Afinal de contas, de que judaísmo estamos falando?

Ontem tive a oportunidade de participar de uma mesa sobre Israel como Estado judaico e democrático. O tema, que na verdade era uma pergunta, trazia em si a inquietação da busca pela própria identidade.

Como acontece nestas ocasiões, o tempo era curto, e despertou mais questionamentos que respostas, o que vem bem a calhar para um título que nos brinda com uma interrogação.

Eu parti do princípio de que se Israel é um Estado judaico, e o debate amplo e inclusivo um valor central no judaísmo, não existe a possibilidade de que não seja democrático, caso contrário, seu próprio caráter judaico estaria ameaçado.

Existe sim, um sem número de contradições internas que ameaçam esta estrutura, mas entendo que mantenham o princípio democrático enquanto fizerem parte do debate. O perigo é a cristalização, a passividade, ou ‘chas vechalila’, um estado (agora em minúscula) morno e sem vida.

O breve debate que se seguiu, deixou uma pergunta em aberto, que ficou dançando dentro de mim, e pede passagem aqui. ‘Afinal de contas, de que judaísmo estamos falando?’ Aqui vão algumas reflexões que brotaram ao dirigir, na hora do banho, ou antes de dormir. Daquelas coisas que ficam buscando seu lugar, e só podem realmente existir se forem paridas.

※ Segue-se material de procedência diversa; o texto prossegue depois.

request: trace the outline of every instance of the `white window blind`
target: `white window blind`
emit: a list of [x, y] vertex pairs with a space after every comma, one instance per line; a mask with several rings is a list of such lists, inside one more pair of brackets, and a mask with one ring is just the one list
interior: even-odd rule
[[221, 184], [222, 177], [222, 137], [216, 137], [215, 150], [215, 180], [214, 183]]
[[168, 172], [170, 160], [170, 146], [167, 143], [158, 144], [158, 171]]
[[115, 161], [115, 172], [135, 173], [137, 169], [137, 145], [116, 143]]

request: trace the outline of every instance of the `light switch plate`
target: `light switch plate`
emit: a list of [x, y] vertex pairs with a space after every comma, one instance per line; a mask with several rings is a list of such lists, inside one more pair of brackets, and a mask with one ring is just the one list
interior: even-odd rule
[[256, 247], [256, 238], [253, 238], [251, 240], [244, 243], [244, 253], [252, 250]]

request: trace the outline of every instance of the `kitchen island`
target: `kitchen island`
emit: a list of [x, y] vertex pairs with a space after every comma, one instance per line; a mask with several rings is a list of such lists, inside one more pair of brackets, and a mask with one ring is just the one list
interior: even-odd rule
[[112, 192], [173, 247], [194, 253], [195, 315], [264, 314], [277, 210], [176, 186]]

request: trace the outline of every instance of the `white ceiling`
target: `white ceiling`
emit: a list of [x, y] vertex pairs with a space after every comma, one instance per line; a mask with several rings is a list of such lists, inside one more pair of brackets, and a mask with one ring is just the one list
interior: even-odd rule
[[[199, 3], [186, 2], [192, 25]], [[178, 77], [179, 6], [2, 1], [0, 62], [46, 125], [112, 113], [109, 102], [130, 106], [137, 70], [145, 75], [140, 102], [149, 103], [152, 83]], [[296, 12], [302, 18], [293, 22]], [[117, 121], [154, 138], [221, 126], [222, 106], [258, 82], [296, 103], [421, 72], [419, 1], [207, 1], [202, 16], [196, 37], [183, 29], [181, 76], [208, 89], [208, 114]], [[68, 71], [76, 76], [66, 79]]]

A tua inquietação, Rodrigo, não somente é legítima, como reflete a pulsação de todo um povo, seja em Israel ou na diáspora.

De todos, eu te diria, Rodrigo, de todos. Do mais tradicional àquele mais assimilado. Daquele que vive, come, veste, reza e respira o judaísmo a cada minuto, àquele que o nega. Se realmente queremos preservá-lo como um sistema de valores essenciais, teremos que lidar com aquele que uma vez judeu, se declare ateu, e que queira a todo custo se desvencilhar de suas raízes, até aquele que dessacraliza não somente mesquitas e igrejas, mas escolas onde estudam também, crianças judias. Mesmo que a tentação da negação, principalmente no segundo caso, seja grande, não há meios de nos livrarmos dele. Se queremos que o judaísmo seja possível, teremos que acolher e encontrar maneiras de lidar com todas as suas nuances, onde lidar não significa fazer vista grossa.

Se, por princípio, ninguém se livra de sua condição judaica – o que a história recente já nos deu provas suficientes de sua veracidade – seu oposto também é verdadeiro: o judaísmo não se livra de ninguém.

Portanto, Rodrigo, a tua pergunta traz a beleza mais profunda do judaísmo. Ser judeu é ser um em suas escolhas, e ser todos, por condição. Como povo, somos responsáveis pelo que acontece ao nosso redor. Não temos como afirmar que não nos diz respeito. Porque diz. Mas também, não cabe a ninguém nos dizer como ser judeus. Porque somos fruto do debate e da indignação, e é isto que nos mantém vivos por milênios.

Obrigada, Rodrigo, pela luz.

 

Texto publicado originalmente no blog pessoal da autora.